Dejo reposar el libro y contemplo su portada. En la inconsciente y fiable certeza que, cumplida la última página de su lectura, seguiré volviendo a él. No me es difícil precisar la razón de esta relación que renace en cada libro, al que, como en este caso, ya pertenezco. Existen obras para ciertos hombres. Y esta es una de ellas. No quiera verse en esta reflexión la magna grandilocuencia de la afirmaciones sin fisuras, al menos en el concepto. No es el caso. Tampoco la de suplir expresión por devoción. En todo caso, fidelizar vida y literatura que en el lector suscita la disposición anímica que trasluce el haber traspasado el umbral de la obra y reconocer su distinción frente a otras. Me refiero a la mudez que sella ese sentir íntimo. El calmo final que es principio del inmediato discurrir, que se inicia tras conocer su geografía literaria. Y que, conocida ésta, aún reverbera en la creciente espera que ya no tendrá fin.
La fotografía en blanco y negro de la portada, rezuma ese sino de los tiempos que retorna como nostálgico hechizo. Cabizbajos, contumaces y absorbidos por la tarea, los dos hombres vierten el lirismo de su transido canto, que no es otro que el de la decisión frente a la adversidad. Al fondo el claror de la serena mar embebida en sí misma. Como estos Pescadores del Sur que suman y embarcan madurez y juventud en la traíña. Bajo sus pies el vaivén de lo más hondo y enigmático: la incontenible fuerza de la naturaleza. Los rostros denotan ensimismamiento y convicción en su proceder. Duro y penoso trabajo conciliar el amor y el temor a la mar.
Pescadores del Sur. Orillas de Carboneras, confiere al lector la empatía hacia un mundo alejado y distante de su cotidianidad. Lo sumerge en el paisaje que besa a la mar como vasta extensión azul de su cielo. El ser humano trasciende en la biografía episódica de esta novela, centrada en los avatares de una humilde familia. La dureza de las circunstancias se congracian siempre con el lugar al que pertenecen. Una patria emocional y vivencial, donde la presencia de numerosas calas solitarias y de playas de arena llenas de placidez contrastan con la aridez de los materiales volcánicos y de los propios acantilados. En Ocnos, el poeta sevillano Luis Cernuda –este año 2013 se celebra el quincuagésimo aniversario de su fallecimiento en el exilio- apunta que hay destinos humanos unidos a un lugar o paisaje. La miseria y la precariedad cercan a los personajes y condicionan su vida. Sin embargo la resistencia tenaz y la templanza son valores que enaltecen sus decisiones. Como señala Jesús, ante el abatimiento, la desazón y los peores augurios sobre sus hijos Pedro y Simón, en una de sus incursiones pesqueras al cabo Quilates, buscando mejores lances y en pleno temporal, “Es verdad, cuando se ha nacido en el sufrimiento hay que buscar las cosas de cara”. En ese pertinaz empeño, la audacia y el coraje asentidos y en silencio conforman la verdadera dimensión emocional y psicológica de una familia que, como tantas otras, malvive en tiempos anteriores y posteriores a la Guerra Civil en levante almeriense. La supervivencia del núcleo familiar se materializa en la adaptación a diferentes entornos y circunstancias, pero siempre con la mar al fondo y en el pulso.

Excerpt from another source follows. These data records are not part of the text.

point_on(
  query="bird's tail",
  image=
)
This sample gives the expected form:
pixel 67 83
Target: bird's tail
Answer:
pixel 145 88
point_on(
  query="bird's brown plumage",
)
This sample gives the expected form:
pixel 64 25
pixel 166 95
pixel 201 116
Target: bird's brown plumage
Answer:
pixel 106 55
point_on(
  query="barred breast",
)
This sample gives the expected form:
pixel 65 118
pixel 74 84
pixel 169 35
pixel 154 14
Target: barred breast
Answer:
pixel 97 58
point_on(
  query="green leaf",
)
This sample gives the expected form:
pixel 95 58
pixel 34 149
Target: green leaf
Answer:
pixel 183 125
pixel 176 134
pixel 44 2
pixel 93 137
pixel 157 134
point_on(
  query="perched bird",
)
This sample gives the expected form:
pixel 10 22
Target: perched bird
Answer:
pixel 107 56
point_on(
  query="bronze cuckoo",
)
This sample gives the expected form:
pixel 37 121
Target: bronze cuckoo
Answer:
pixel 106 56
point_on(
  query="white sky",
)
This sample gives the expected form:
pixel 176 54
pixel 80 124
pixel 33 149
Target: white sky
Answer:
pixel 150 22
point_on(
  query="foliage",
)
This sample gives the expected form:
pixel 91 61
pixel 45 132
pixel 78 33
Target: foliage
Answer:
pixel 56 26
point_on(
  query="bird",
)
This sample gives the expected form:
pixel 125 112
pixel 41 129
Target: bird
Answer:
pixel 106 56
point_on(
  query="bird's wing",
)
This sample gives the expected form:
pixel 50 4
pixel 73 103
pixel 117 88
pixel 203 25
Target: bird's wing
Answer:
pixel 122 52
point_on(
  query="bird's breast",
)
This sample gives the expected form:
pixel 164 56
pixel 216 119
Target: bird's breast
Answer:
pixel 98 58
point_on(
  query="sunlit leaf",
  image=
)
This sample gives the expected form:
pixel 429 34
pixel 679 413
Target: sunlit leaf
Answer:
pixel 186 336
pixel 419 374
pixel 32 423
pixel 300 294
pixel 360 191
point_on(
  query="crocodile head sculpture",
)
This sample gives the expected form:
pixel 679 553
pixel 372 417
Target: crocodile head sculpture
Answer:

Antonio Carrillo Alonso refiere varios planos descriptivos que vertebran la obra desde la hondura serena y paciente. El valor antropológico se liga al histórico y social, que realza su encanto y nobleza en la propia dimensión humana en el que se hallan y localizan. El ser humano sostiene sus propias decisiones y las encarna o desahucia, según consienta su conciencia. Porque como atina Andrés, uno de los hijos de Jesús, subrayando su carácter autodidacta, fomentado por un maestro bueno del pueblo, y su orgullo en conocerlo, que le acercó a la obra de J. Conrad, El corazón de las tinieblas, “era lo suficientemente hombre para enfrentarse a las tinieblas”. El escritor almeriense evoca desde el conocimiento y la sensibilidad, a sus otrora compañeros y familiares pescadores. La épica de unas vidas en constante embate y fragor frente al paupérrimo horizonte. De esta manera salda una deuda para con sus iguales en los que hallamos: la fortaleza y desnudez de lo primitivo frente a la callada indolencia ante el tiempo detenido y los espacios cotidianos. La memoria se alza, entonces, como signo involuntario de justicia. La intencionalidad restaría integridad y esta obra acusa la honesta y sencilla pretensión de, precisamente y porque está forjada por manos moldeadas por los soles y los mares del Sur, mantenerse incólume y sólida, sin apoyaturas, artificios o miriñaques, como una barca de jábega.